CP: It's funny, you say those two particular things because multifactor with the kids is, is really, really important and frustrating already. I've got a 13 year old and you know, the number of times I hear him shout down from upstairs, 'a code's just been sent to your phone'.
EH:Yeah!
CP: 'Can you please give it to me?' I think it's teaching them that sometimes you've just got to wait and that putting security in place might just make things take 10 seconds longer, but actually, it's having a huge impact. And the other one about thinking before you share sensitive information. And I might have shared this on the podcast before but a colleague of mine once had a setting on his email, that meant that when he hit send, it didn't actually leave his outbox for three minutes, so that he could get that email back if he needed, and think actually on a need to know basis, does that person really need to know that?
EH: I love that idea.
CP: Yeah, I just think that kind of pausing. And like most things in life these days, we need to be more mindful of what we're doing and being a bit more mindful about is the information in this email fit for the people that are about to receive it. You know, I think that's a really, really good tip.

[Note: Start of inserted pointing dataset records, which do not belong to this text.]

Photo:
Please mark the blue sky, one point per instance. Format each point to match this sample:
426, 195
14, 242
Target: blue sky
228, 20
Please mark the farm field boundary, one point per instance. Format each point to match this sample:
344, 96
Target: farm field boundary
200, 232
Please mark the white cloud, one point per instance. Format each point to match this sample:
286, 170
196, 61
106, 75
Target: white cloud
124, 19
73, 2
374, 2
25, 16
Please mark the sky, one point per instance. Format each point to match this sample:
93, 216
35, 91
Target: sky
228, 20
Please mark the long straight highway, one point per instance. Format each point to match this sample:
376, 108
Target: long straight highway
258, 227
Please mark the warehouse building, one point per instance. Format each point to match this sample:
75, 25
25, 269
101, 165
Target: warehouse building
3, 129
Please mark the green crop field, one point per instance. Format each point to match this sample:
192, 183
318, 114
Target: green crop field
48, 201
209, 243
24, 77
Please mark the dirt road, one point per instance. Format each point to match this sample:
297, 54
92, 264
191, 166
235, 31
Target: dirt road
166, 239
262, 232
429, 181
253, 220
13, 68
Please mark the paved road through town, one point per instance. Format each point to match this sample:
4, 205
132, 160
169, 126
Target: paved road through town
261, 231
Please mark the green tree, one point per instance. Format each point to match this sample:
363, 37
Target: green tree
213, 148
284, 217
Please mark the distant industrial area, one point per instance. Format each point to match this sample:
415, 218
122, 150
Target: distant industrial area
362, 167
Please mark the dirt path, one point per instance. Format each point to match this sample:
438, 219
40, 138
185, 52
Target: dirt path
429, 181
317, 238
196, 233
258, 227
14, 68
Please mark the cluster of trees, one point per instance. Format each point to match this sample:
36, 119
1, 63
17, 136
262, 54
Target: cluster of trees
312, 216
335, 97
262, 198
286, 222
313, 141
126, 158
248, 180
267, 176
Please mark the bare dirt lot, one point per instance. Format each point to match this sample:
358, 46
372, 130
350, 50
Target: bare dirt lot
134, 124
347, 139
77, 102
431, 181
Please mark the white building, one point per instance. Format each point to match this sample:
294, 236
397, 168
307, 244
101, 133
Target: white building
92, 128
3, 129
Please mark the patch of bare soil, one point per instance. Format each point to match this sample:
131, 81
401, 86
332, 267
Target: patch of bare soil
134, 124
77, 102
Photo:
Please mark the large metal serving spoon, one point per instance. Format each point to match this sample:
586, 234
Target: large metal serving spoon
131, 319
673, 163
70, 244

And thank you, I really appreciate you digging into your personal life and your personal cyber for us.
Erica, I've loved chatting with you today. You've shared really great insights. And the whole season, season nine is about cybersecurity behaviour, change and influence. I'm trying not to use the word awareness because being aware does not make us do things differently, it just makes us aware. So I really appreciate your time and all the great things you do for our industry. It's much appreciated. Thank you.
EH: Thank you so much for having me Claire. As always, I've loved speaking with you and thank you so much for focusing in on the people side of cybersecurity. It's just wonderful to see that attention and helping to spread the word is so important, so thank you.